Four Dollars and Twenty-Five Freaking Cents
$4.25. That is the price per share that the Behringer Harvard REIT is now values itself. The original share price was $10. I heard rumblings a few weeks ago that a large devaluation was pending. I have never analyzed this REIT, so I am not sure the valuation is that shocking, but on its face, a 57.5% loss of value is troubling. Here is a link to the SEC's website where BH posted its document that puts forth the valuation - buried at the bottom of page 26 of a 32 page document. The REIT also cut its distribution to 1%. The Moody / REAL All Type Property Aggregate Index for commercial real estate shows a 41.8% drop in commercial real estate prices from their peak in August 2007 through February 2010.

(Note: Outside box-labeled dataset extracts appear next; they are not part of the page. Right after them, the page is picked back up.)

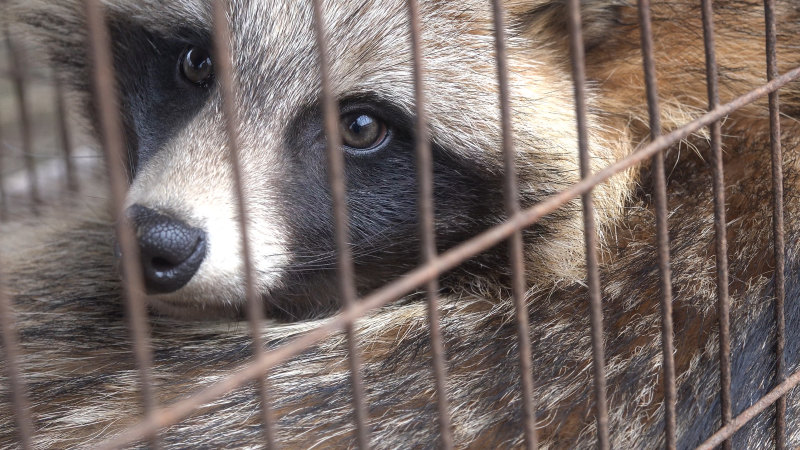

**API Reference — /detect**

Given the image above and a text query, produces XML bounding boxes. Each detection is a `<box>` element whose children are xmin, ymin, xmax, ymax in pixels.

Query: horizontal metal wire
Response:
<box><xmin>97</xmin><ymin>67</ymin><xmax>800</xmax><ymax>449</ymax></box>
<box><xmin>697</xmin><ymin>370</ymin><xmax>800</xmax><ymax>450</ymax></box>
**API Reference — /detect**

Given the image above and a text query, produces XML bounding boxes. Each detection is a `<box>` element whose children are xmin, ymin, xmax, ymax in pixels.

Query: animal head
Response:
<box><xmin>14</xmin><ymin>0</ymin><xmax>624</xmax><ymax>319</ymax></box>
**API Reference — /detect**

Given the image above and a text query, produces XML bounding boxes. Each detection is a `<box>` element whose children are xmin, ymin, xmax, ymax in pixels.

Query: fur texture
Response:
<box><xmin>0</xmin><ymin>0</ymin><xmax>800</xmax><ymax>448</ymax></box>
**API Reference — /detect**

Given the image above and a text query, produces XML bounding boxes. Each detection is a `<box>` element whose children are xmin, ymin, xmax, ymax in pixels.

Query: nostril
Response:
<box><xmin>128</xmin><ymin>205</ymin><xmax>206</xmax><ymax>293</ymax></box>
<box><xmin>150</xmin><ymin>257</ymin><xmax>175</xmax><ymax>272</ymax></box>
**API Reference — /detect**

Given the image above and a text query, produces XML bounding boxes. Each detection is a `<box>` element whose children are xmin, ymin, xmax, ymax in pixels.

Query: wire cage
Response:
<box><xmin>0</xmin><ymin>0</ymin><xmax>800</xmax><ymax>449</ymax></box>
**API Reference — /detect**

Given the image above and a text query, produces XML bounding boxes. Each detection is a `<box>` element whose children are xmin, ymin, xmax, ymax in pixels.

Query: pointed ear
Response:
<box><xmin>506</xmin><ymin>0</ymin><xmax>630</xmax><ymax>49</ymax></box>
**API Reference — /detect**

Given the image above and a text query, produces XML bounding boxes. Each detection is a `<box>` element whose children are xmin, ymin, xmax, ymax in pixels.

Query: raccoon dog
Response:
<box><xmin>0</xmin><ymin>0</ymin><xmax>800</xmax><ymax>448</ymax></box>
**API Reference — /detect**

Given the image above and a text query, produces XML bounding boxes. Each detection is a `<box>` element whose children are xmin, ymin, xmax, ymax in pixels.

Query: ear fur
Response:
<box><xmin>8</xmin><ymin>0</ymin><xmax>91</xmax><ymax>92</ymax></box>
<box><xmin>506</xmin><ymin>0</ymin><xmax>630</xmax><ymax>49</ymax></box>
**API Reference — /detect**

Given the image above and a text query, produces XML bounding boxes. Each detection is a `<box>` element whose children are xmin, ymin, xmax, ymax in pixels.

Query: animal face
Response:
<box><xmin>14</xmin><ymin>0</ymin><xmax>619</xmax><ymax>319</ymax></box>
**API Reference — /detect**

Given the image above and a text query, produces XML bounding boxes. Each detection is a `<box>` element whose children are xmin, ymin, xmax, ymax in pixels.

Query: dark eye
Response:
<box><xmin>180</xmin><ymin>46</ymin><xmax>214</xmax><ymax>87</ymax></box>
<box><xmin>339</xmin><ymin>112</ymin><xmax>388</xmax><ymax>150</ymax></box>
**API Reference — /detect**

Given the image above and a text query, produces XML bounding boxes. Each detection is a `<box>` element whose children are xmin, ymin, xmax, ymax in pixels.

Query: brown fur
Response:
<box><xmin>0</xmin><ymin>0</ymin><xmax>800</xmax><ymax>448</ymax></box>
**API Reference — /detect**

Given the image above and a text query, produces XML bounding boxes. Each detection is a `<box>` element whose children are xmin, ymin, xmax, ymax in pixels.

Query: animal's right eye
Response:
<box><xmin>180</xmin><ymin>46</ymin><xmax>214</xmax><ymax>87</ymax></box>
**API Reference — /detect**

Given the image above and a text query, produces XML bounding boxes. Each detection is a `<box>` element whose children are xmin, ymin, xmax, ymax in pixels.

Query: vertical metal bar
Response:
<box><xmin>0</xmin><ymin>116</ymin><xmax>8</xmax><ymax>222</ymax></box>
<box><xmin>84</xmin><ymin>0</ymin><xmax>160</xmax><ymax>448</ymax></box>
<box><xmin>702</xmin><ymin>0</ymin><xmax>733</xmax><ymax>450</ymax></box>
<box><xmin>213</xmin><ymin>0</ymin><xmax>277</xmax><ymax>448</ymax></box>
<box><xmin>569</xmin><ymin>0</ymin><xmax>610</xmax><ymax>450</ymax></box>
<box><xmin>408</xmin><ymin>0</ymin><xmax>453</xmax><ymax>449</ymax></box>
<box><xmin>312</xmin><ymin>0</ymin><xmax>369</xmax><ymax>449</ymax></box>
<box><xmin>764</xmin><ymin>0</ymin><xmax>786</xmax><ymax>449</ymax></box>
<box><xmin>639</xmin><ymin>0</ymin><xmax>677</xmax><ymax>449</ymax></box>
<box><xmin>492</xmin><ymin>0</ymin><xmax>538</xmax><ymax>449</ymax></box>
<box><xmin>4</xmin><ymin>27</ymin><xmax>41</xmax><ymax>216</ymax></box>
<box><xmin>52</xmin><ymin>70</ymin><xmax>78</xmax><ymax>192</ymax></box>
<box><xmin>0</xmin><ymin>268</ymin><xmax>33</xmax><ymax>450</ymax></box>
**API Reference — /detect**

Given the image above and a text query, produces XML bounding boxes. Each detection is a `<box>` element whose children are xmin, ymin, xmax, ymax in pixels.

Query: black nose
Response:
<box><xmin>127</xmin><ymin>205</ymin><xmax>206</xmax><ymax>294</ymax></box>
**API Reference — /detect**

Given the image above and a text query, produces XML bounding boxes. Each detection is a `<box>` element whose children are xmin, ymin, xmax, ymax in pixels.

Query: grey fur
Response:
<box><xmin>0</xmin><ymin>0</ymin><xmax>800</xmax><ymax>448</ymax></box>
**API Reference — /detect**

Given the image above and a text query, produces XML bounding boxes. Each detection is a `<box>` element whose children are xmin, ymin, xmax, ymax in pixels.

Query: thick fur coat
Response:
<box><xmin>0</xmin><ymin>0</ymin><xmax>800</xmax><ymax>448</ymax></box>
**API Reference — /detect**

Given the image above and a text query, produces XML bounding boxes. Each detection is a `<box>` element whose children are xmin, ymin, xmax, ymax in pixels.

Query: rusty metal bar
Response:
<box><xmin>4</xmin><ymin>27</ymin><xmax>42</xmax><ymax>216</ymax></box>
<box><xmin>492</xmin><ymin>0</ymin><xmax>538</xmax><ymax>449</ymax></box>
<box><xmin>639</xmin><ymin>0</ymin><xmax>677</xmax><ymax>449</ymax></box>
<box><xmin>52</xmin><ymin>70</ymin><xmax>79</xmax><ymax>193</ymax></box>
<box><xmin>312</xmin><ymin>0</ymin><xmax>372</xmax><ymax>449</ymax></box>
<box><xmin>568</xmin><ymin>0</ymin><xmax>611</xmax><ymax>450</ymax></box>
<box><xmin>697</xmin><ymin>371</ymin><xmax>800</xmax><ymax>450</ymax></box>
<box><xmin>702</xmin><ymin>0</ymin><xmax>733</xmax><ymax>450</ymax></box>
<box><xmin>764</xmin><ymin>0</ymin><xmax>786</xmax><ymax>449</ymax></box>
<box><xmin>0</xmin><ymin>268</ymin><xmax>34</xmax><ymax>450</ymax></box>
<box><xmin>408</xmin><ymin>0</ymin><xmax>453</xmax><ymax>449</ymax></box>
<box><xmin>97</xmin><ymin>67</ymin><xmax>800</xmax><ymax>449</ymax></box>
<box><xmin>84</xmin><ymin>0</ymin><xmax>160</xmax><ymax>448</ymax></box>
<box><xmin>213</xmin><ymin>0</ymin><xmax>277</xmax><ymax>449</ymax></box>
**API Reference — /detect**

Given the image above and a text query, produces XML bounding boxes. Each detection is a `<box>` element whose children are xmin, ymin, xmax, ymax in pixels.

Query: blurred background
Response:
<box><xmin>0</xmin><ymin>26</ymin><xmax>100</xmax><ymax>222</ymax></box>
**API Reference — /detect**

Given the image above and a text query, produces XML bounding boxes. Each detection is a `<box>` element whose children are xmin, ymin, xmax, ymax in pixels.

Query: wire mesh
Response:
<box><xmin>0</xmin><ymin>0</ymin><xmax>800</xmax><ymax>448</ymax></box>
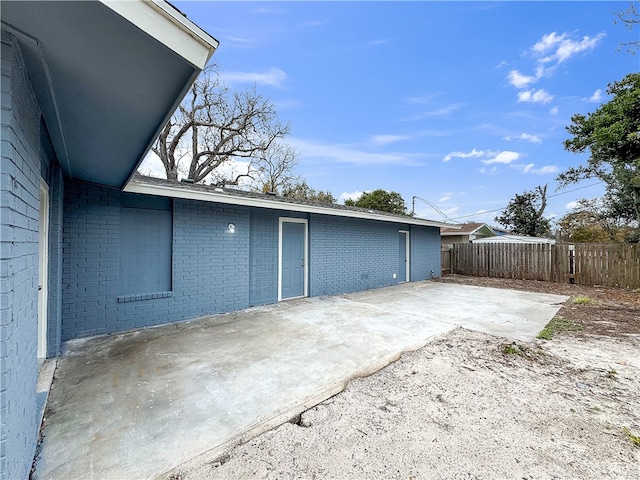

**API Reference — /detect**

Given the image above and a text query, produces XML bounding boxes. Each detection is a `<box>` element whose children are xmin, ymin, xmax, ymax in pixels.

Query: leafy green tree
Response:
<box><xmin>282</xmin><ymin>180</ymin><xmax>336</xmax><ymax>205</ymax></box>
<box><xmin>557</xmin><ymin>199</ymin><xmax>633</xmax><ymax>243</ymax></box>
<box><xmin>557</xmin><ymin>73</ymin><xmax>640</xmax><ymax>227</ymax></box>
<box><xmin>613</xmin><ymin>1</ymin><xmax>640</xmax><ymax>55</ymax></box>
<box><xmin>344</xmin><ymin>189</ymin><xmax>407</xmax><ymax>215</ymax></box>
<box><xmin>495</xmin><ymin>185</ymin><xmax>551</xmax><ymax>237</ymax></box>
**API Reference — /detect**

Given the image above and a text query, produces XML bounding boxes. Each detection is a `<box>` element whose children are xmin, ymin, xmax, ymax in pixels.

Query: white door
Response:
<box><xmin>38</xmin><ymin>180</ymin><xmax>49</xmax><ymax>359</ymax></box>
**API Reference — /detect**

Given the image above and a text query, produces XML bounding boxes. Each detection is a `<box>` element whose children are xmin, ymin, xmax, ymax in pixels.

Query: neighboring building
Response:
<box><xmin>0</xmin><ymin>0</ymin><xmax>444</xmax><ymax>480</ymax></box>
<box><xmin>473</xmin><ymin>235</ymin><xmax>556</xmax><ymax>245</ymax></box>
<box><xmin>491</xmin><ymin>227</ymin><xmax>511</xmax><ymax>235</ymax></box>
<box><xmin>0</xmin><ymin>0</ymin><xmax>217</xmax><ymax>479</ymax></box>
<box><xmin>440</xmin><ymin>223</ymin><xmax>496</xmax><ymax>245</ymax></box>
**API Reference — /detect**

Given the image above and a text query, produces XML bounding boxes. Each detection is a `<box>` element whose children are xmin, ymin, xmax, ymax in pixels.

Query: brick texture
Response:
<box><xmin>62</xmin><ymin>186</ymin><xmax>250</xmax><ymax>341</ymax></box>
<box><xmin>0</xmin><ymin>31</ymin><xmax>41</xmax><ymax>479</ymax></box>
<box><xmin>62</xmin><ymin>182</ymin><xmax>440</xmax><ymax>341</ymax></box>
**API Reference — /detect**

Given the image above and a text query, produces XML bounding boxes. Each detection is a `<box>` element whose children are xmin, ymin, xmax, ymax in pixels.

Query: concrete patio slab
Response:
<box><xmin>36</xmin><ymin>282</ymin><xmax>567</xmax><ymax>479</ymax></box>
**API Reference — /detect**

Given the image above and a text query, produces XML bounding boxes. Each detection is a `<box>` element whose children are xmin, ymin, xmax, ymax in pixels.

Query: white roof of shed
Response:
<box><xmin>472</xmin><ymin>235</ymin><xmax>556</xmax><ymax>245</ymax></box>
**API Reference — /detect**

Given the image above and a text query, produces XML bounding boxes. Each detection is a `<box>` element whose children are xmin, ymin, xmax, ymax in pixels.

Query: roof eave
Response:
<box><xmin>124</xmin><ymin>179</ymin><xmax>452</xmax><ymax>227</ymax></box>
<box><xmin>100</xmin><ymin>0</ymin><xmax>219</xmax><ymax>70</ymax></box>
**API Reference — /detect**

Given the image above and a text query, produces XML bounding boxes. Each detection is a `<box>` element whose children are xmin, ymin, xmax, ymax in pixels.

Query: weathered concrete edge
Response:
<box><xmin>149</xmin><ymin>325</ymin><xmax>463</xmax><ymax>480</ymax></box>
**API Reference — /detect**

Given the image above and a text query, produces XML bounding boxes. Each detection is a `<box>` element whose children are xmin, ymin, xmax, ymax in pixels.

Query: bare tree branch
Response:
<box><xmin>152</xmin><ymin>65</ymin><xmax>295</xmax><ymax>185</ymax></box>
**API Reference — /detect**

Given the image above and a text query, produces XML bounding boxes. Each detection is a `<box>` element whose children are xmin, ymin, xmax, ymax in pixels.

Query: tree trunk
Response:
<box><xmin>165</xmin><ymin>168</ymin><xmax>178</xmax><ymax>181</ymax></box>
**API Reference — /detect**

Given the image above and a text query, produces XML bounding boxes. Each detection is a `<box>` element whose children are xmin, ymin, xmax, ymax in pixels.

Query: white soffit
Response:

Part of the BH document is dedicated to laying out a case that part of its troubles stem from problems in commercial real estate and the greater economy. There is obviously some truth to this. But not all real estate firms have lost 57.5% of their value. Publicly traded Federal Realty Trust (FRT) has gained nearly 19% since the start of 2006. It pays a quarterly dividend that it has managed to increase from $.56 a share to $.66 a share over the same period. I know that comparing Behringer Harvard REIT I to FRT is not an apples-to-apples comparison, but I show it to illustrate that while all real estate firms have faced the same economy, using a bad economy and tough real estate market cannot be used to explain away all problems.